The report said exposure risk could be higher for travelers to central Africa, including Uganda.
"The virus is not known to be native to continents other than Africa, but as noted, outbreaks on other continents have been documented by those working with infected imported animals," the report said.
The report warned that people who have close contact with African fruit bats, human patients or non-human primates infected with Marburg are at risk of contacting the disease.
Countries where Marburg cases have been documented include Angola, the Democratic Republic of the Congo, Kenya, South Africa, Uganda, and Zimbabwe. Many outbreaks occurred among miners who worked in bat-infested mines.
According to the report, Marburg outbreaks occurred several times in recent years with the most recent one in 2012 claiming 15 deaths, and Marburg outbreaks in neighboring Democratic Republic of Congo claimed far more victims.
The report said fewer than 400 deaths were linked to the virus since its discovery in 1967 although the disease has an 80 percent mortality rate.
The Ugandan healthcare worker, a radiologist at a hospital in Kampala became ill Sept. 18 and died Sept. 28.
"The victim's brother and at least seven others are reported to have developed Marburg-like symptoms, and are currently under quarantine," the report said. "The Ugandan government confirms more than 80 other people are currently under surveillance, including more than 60 healthcare workers."

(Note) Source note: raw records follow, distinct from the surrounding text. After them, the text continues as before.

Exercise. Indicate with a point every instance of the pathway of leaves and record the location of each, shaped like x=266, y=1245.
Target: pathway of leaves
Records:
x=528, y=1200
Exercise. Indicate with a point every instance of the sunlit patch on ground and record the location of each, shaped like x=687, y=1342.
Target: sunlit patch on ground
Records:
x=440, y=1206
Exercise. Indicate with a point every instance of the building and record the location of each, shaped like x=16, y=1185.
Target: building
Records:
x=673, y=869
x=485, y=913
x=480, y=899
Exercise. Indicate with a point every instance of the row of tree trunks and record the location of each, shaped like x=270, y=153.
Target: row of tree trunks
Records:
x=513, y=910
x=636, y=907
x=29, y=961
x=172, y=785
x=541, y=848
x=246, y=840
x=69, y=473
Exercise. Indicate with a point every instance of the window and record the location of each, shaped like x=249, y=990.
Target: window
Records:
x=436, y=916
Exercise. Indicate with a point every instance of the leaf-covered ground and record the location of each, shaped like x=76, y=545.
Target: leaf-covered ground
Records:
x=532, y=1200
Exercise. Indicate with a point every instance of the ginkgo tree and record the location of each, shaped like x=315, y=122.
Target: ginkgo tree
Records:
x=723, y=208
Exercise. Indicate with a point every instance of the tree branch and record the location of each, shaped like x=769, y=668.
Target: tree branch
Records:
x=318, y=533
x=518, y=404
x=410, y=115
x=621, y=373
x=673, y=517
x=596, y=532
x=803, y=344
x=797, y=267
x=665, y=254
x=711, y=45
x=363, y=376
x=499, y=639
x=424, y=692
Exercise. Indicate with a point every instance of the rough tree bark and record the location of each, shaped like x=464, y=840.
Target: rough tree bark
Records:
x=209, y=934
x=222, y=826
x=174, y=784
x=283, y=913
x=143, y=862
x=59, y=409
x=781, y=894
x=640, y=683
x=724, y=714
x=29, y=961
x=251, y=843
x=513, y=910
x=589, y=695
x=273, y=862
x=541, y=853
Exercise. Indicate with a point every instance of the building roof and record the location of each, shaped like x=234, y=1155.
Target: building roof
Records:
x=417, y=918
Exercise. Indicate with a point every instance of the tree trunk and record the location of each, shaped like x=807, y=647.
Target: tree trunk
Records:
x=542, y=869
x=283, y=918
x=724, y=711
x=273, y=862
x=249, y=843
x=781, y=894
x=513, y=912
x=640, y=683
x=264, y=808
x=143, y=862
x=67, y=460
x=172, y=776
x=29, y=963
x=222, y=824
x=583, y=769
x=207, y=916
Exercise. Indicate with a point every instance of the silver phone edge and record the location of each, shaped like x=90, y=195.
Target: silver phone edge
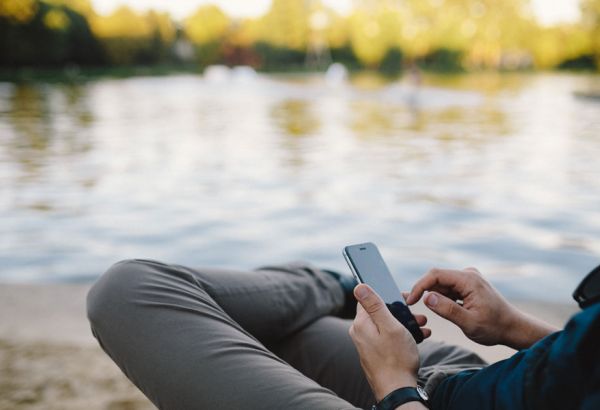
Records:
x=347, y=258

A total of 99 people in Uganda have been placed in quarantine in an effort to stem the outbreak, CNN reported from Kampala.
"As of today, a total of 99 contacts are under follow up. All the contacts are still in a healthy condition," Dr. Jane Ruth Aceng, director general for health services in Uganda, told CNN in Kampala Tuesday.

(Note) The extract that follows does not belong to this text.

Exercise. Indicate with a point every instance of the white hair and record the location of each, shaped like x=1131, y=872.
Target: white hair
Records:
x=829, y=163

"The National Taskforce through the field epidemiologists and surveillance officers continues to closely monitor all people who got into contact with this confirmed case," she noted.
Marburg produces symptoms similar to those caused by Ebola, including fever, weakness, bleeding internally and externally, leading to organ failure and death.
"Symptoms gradually become worse and may include liver failure, massive hemorrhaging and multi-organ failure," the report said. "Early symptoms of Marburg are similar to other infectious diseases such as typhoid and malaria, so diagnosis can be challenging, especially in isolated cases or in locations where healthcare workers have no experience with the virus."
Tom Frieden, director of the Centers for Disease Control, said Tuesday that the handling of the Marburg case in Uganda was a "sign of progress" for efforts to control the outbreak of Ebola further north.
"It's like the movie, but there's not a movie made about it," Frieden said. "Marburg has a similar fatality rate, [is] spread in the same way, and [is] controlled in the same way."
Frieden said the CDC has done important work in Uganda to help authorities with laboratory testing and response. The assistance helped identify an embalmer who handled the victim’s body and later traveled to Kenya.
That person "does not, at this point, have Marburg, and the contacts within that patient's family in Uganda are being tested, and so far, there's not been additional cases," Frieden said.
"I mention this because often times in public health, what gets noticed is what happens," he said. "It's hard to see what doesn't happen. If we stop the outbreak in rural [areas] and prevent the outbreak of Marburg in Uganda, it's not headlines, but that tells us there's progress and gives us confidence we can control Ebola in West Africa."